I clenched my hands on my desk. My father gazed out of his picture at me, seeming to agree with Jamison.
“I hate it when you’re logical,” I said.
He grinned. “Get some sage. Let’s do this.”
We went upstairs to the roof, under the twilit sky. East of Magellan, the railroad bed made a straight border between town and desert. Beyond that, the world rolled away to the horizon. The ground looked flat, but scores of washes and arroyos cut through it, along with the wide crevice that housed Chevelon Creek. Chevelon was a place of mysteries, where ancient peoples had left petroglyphs along the walls, depicting strange-looking beings. I liked to walk there in dry weather, looking at the pictograms and trying to figure out what they meant. I was pretty sure that many of them depicted the goddesses and demons from Beneath, though some New Agers liked to believe they were aliens. But then, Beneath was another world, so maybe the New Agers aren’t too far off.

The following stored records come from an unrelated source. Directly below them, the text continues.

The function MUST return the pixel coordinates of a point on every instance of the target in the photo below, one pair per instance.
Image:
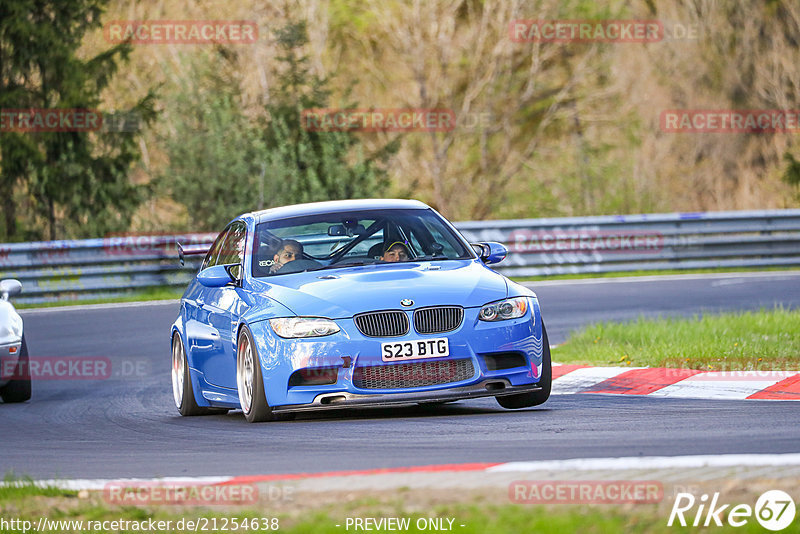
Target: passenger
(290, 250)
(395, 252)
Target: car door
(201, 338)
(221, 306)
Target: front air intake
(390, 323)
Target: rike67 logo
(774, 510)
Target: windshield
(341, 239)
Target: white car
(15, 381)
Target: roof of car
(314, 208)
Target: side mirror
(216, 276)
(9, 288)
(490, 252)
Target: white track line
(651, 462)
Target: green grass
(763, 340)
(155, 293)
(662, 272)
(478, 517)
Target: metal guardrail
(96, 268)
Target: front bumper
(344, 399)
(9, 360)
(348, 351)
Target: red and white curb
(678, 383)
(774, 465)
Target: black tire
(19, 390)
(182, 390)
(249, 380)
(534, 398)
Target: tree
(215, 151)
(304, 165)
(223, 160)
(74, 183)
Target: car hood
(10, 324)
(341, 293)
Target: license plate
(415, 350)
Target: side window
(233, 247)
(210, 259)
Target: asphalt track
(127, 426)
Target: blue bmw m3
(351, 304)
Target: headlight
(504, 309)
(291, 327)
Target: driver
(395, 252)
(290, 250)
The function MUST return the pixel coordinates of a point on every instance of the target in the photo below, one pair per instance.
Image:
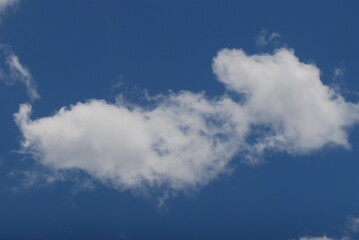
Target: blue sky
(179, 119)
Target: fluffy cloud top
(186, 139)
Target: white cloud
(186, 139)
(264, 37)
(13, 71)
(4, 4)
(351, 231)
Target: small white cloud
(186, 140)
(13, 71)
(264, 37)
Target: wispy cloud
(12, 71)
(264, 37)
(5, 4)
(185, 140)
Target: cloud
(264, 37)
(4, 4)
(12, 71)
(184, 140)
(351, 231)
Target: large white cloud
(186, 139)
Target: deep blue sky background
(80, 49)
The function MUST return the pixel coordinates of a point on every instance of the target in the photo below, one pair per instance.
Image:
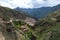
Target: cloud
(29, 3)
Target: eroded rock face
(1, 36)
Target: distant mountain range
(8, 13)
(39, 12)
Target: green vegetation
(47, 28)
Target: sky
(29, 3)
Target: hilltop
(39, 12)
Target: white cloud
(28, 3)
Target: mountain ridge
(39, 12)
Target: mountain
(8, 13)
(39, 12)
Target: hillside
(8, 13)
(47, 28)
(39, 12)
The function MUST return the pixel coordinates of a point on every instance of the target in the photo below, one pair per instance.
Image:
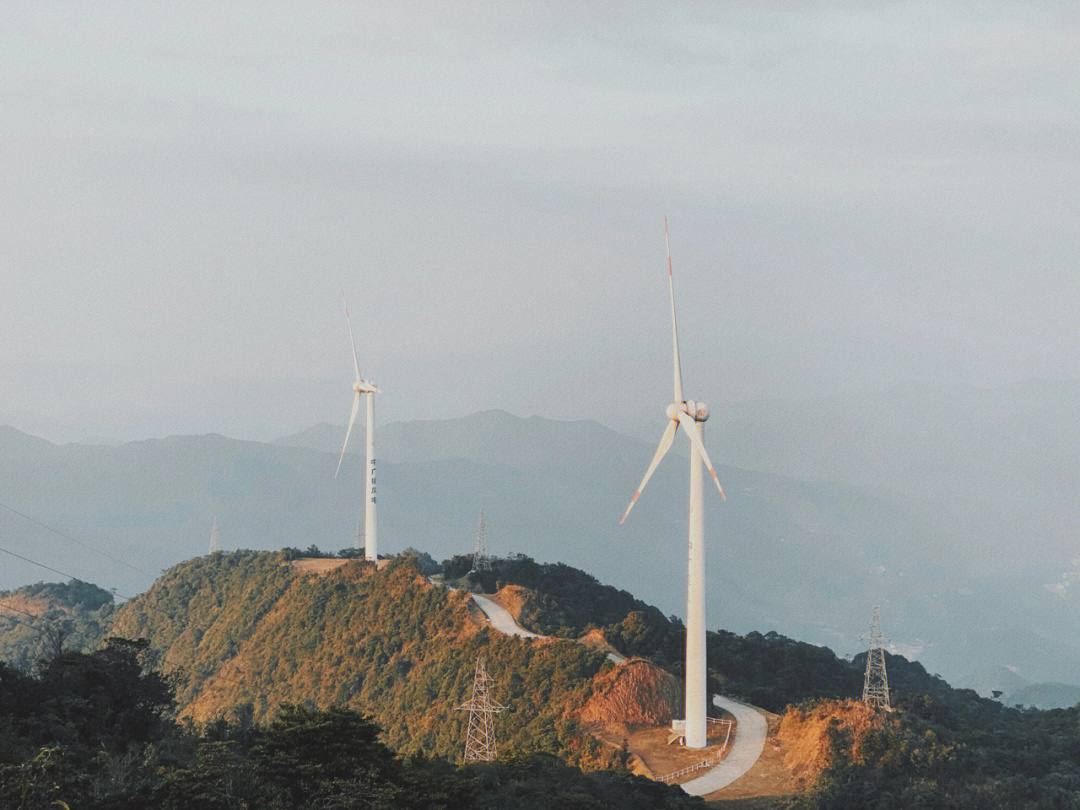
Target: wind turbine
(368, 389)
(691, 415)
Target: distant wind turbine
(691, 415)
(369, 389)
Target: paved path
(751, 730)
(501, 618)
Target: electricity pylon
(215, 538)
(876, 683)
(480, 742)
(481, 559)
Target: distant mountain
(493, 437)
(1044, 696)
(800, 547)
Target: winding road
(751, 726)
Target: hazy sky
(860, 193)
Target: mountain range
(833, 507)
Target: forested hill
(767, 670)
(38, 620)
(245, 633)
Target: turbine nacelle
(696, 410)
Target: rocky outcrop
(634, 692)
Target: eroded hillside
(246, 633)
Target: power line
(73, 540)
(126, 598)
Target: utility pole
(215, 538)
(480, 741)
(876, 683)
(481, 559)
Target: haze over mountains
(955, 509)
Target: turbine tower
(215, 538)
(480, 740)
(691, 415)
(481, 559)
(876, 682)
(368, 389)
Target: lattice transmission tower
(482, 561)
(480, 741)
(876, 683)
(215, 538)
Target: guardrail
(709, 761)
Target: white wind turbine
(691, 415)
(369, 389)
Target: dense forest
(244, 633)
(96, 731)
(769, 671)
(266, 665)
(39, 620)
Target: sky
(860, 196)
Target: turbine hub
(696, 410)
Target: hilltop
(243, 635)
(805, 545)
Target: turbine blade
(665, 443)
(352, 418)
(671, 291)
(352, 340)
(694, 435)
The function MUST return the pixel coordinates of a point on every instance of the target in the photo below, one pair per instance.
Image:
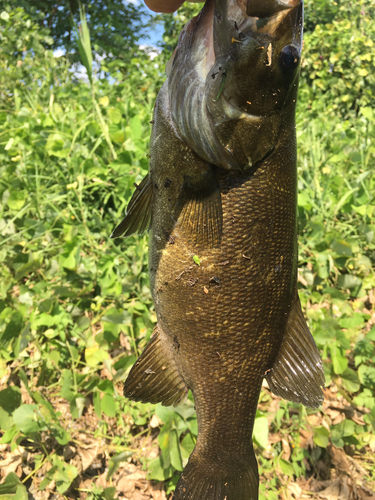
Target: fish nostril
(267, 8)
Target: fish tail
(206, 480)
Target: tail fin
(201, 480)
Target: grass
(76, 310)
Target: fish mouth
(268, 8)
(233, 76)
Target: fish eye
(289, 58)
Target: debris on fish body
(220, 200)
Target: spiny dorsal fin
(155, 377)
(297, 374)
(200, 210)
(138, 212)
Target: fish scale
(221, 202)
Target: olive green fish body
(221, 202)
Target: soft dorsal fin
(297, 374)
(138, 212)
(155, 377)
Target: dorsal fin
(297, 374)
(138, 212)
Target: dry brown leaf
(88, 455)
(131, 479)
(102, 480)
(338, 490)
(314, 420)
(295, 490)
(339, 459)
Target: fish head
(235, 79)
(258, 45)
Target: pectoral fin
(155, 377)
(200, 213)
(138, 212)
(297, 374)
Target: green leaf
(10, 399)
(350, 380)
(260, 433)
(108, 405)
(344, 429)
(157, 471)
(321, 437)
(366, 375)
(97, 404)
(10, 484)
(95, 355)
(340, 363)
(27, 419)
(67, 382)
(16, 200)
(348, 281)
(342, 247)
(187, 445)
(115, 115)
(176, 460)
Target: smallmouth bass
(221, 202)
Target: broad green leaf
(10, 398)
(16, 199)
(348, 281)
(108, 405)
(260, 433)
(95, 355)
(350, 380)
(176, 460)
(27, 419)
(286, 467)
(366, 375)
(342, 247)
(321, 436)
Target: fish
(220, 202)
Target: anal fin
(138, 212)
(155, 378)
(297, 374)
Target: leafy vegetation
(116, 26)
(75, 306)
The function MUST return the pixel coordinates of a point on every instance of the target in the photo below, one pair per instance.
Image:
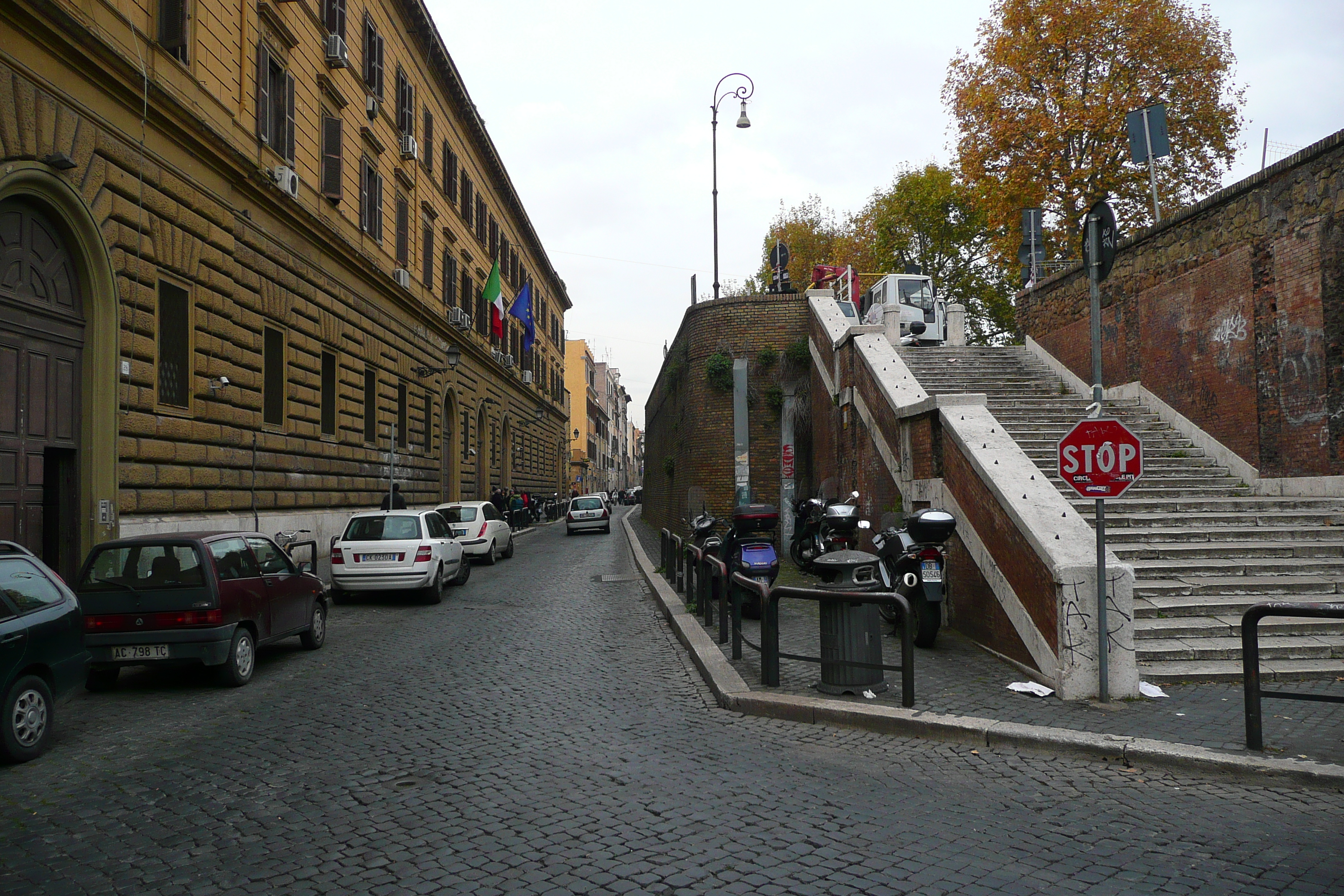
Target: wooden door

Jamison and I faced each other, cross-legged, and he lit a sage stick and dropped it into a stone bowl. I’d brought a shard of the magic mirror in case it could help, though I warned it sternly to stay quiet.
Jamison took my hands and held them in the smoke. The pungent sage wafted into the cooling air, and I inhaled deeply.
Jamison spoke in the Diné language, whispering words of magic. I loved Jamison’s voice, velvet and lilting. He was one hell of a good storyteller. Naomi had fallen in love with him the night he’d come to tell stories in Magellan, and I understood why.
“Let your thoughts go,” he murmured to me. “Let them drift wherever they will.” His hands tightened. “And stop concentrating on sex.”
How did he always know? “I was thinking about you and Naomi.”
Jamison flushed but didn’t look all that embarrassed. “I never thought of you as a voyeur.”
“I meant that what you two have is great.”
“Mmm,” the shard of magic mirror said at my feet. “Please tell me
everything
you’re thinking, so I can imagine it too. Don’t hold back.”
Jamison squeezed my hands again. “You’re avoiding what we’re supposed to do. Let your thoughts go. Concentrate on the smell of smoke and the sounds of the night.”